Я вырос в тех краях, я говорил "Закурим", и так далее, минус полстрочки, был содержимым тюрем, привык к свинцу небес, но не к свинцовым крышам, да и в тюрьмах никогда не был, повезло ему вовремя смыться. Как сладко пахла сигарета с травкой, зажженная неизвестно кем и передаваемая по кругу, чтоб каждый затянулся и расслабился, и забыл обо всем, и перестал верить, просить и бояться. Константин вдохнул дым и услышал накатывающую издалека музыку, голоса и далекое море, пожалуй, они все-таки забрались дальше, чем рассчитывали, и попали сразу на Ибицу, в начало семидесятых и своего романа. Такие впечатления недурно повторить; Эрик улыбался, глядя ему в лицо, и молчал, но из-за музыки, голосов и моря звучало "я рад, что в этом городе есть еще кто-то живой", что в этом городе есть ты, мой дружок, мой друг, мой Константин.
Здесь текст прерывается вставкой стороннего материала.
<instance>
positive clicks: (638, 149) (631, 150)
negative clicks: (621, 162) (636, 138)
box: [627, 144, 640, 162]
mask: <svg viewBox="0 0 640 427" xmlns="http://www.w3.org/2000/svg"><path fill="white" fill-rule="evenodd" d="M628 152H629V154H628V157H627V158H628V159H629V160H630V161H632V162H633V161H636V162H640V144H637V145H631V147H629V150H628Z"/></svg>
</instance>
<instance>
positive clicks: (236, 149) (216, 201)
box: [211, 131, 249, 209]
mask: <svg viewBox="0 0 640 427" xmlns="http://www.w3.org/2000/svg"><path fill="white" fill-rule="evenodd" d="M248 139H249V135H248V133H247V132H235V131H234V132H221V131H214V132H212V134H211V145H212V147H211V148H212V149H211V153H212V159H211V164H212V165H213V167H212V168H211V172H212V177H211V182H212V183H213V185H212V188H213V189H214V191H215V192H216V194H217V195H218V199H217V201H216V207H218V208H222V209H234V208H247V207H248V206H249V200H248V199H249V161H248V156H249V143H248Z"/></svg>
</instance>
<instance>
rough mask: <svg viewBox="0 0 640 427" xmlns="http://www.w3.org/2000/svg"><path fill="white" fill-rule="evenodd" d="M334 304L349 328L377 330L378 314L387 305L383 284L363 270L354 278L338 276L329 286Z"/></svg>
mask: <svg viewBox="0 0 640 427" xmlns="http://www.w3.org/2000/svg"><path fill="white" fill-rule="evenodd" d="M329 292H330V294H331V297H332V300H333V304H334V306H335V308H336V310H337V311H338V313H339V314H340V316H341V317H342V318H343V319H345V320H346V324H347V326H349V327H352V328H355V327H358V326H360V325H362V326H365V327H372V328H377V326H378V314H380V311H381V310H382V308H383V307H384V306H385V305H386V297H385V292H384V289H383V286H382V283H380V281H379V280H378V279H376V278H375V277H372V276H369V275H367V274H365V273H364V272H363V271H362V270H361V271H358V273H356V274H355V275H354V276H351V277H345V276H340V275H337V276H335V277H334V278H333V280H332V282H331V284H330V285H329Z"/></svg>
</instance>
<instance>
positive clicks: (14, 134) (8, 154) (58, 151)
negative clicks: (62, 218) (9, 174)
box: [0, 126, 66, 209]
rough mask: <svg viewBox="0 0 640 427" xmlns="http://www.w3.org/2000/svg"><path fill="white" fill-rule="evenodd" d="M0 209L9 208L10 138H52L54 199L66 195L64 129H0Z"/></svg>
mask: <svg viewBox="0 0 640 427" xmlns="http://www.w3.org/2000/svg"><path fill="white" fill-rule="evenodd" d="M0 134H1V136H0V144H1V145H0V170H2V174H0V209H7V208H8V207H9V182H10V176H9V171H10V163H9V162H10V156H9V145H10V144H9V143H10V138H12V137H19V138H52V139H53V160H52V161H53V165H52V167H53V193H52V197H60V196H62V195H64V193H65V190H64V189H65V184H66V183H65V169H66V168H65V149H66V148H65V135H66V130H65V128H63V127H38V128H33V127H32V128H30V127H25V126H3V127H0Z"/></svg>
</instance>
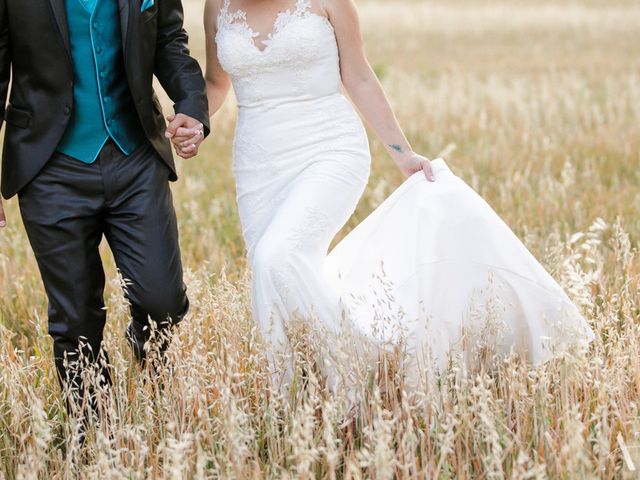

Он понял, что такое смерть, но понял еще кое-что: как осилить ее и изжить; всего-то и нужно было - улыбнуться Эрику и взять его под руку, и больше не отпускать от себя, вместе с ним выйти на балкон и взглянуть сверху вниз на корявые, перекрученные оливы. Там, внутри, поют слишком громко, а здесь тихо и хорошо, постоим немного, подышим, некуда торопиться; светлячок плыл над ними, чуть-чуть не касаясь волос, вычерчивая в воздухе непременное "над головой своих любимых, у ног прохожих", но они не читали, не замечали тающих слов.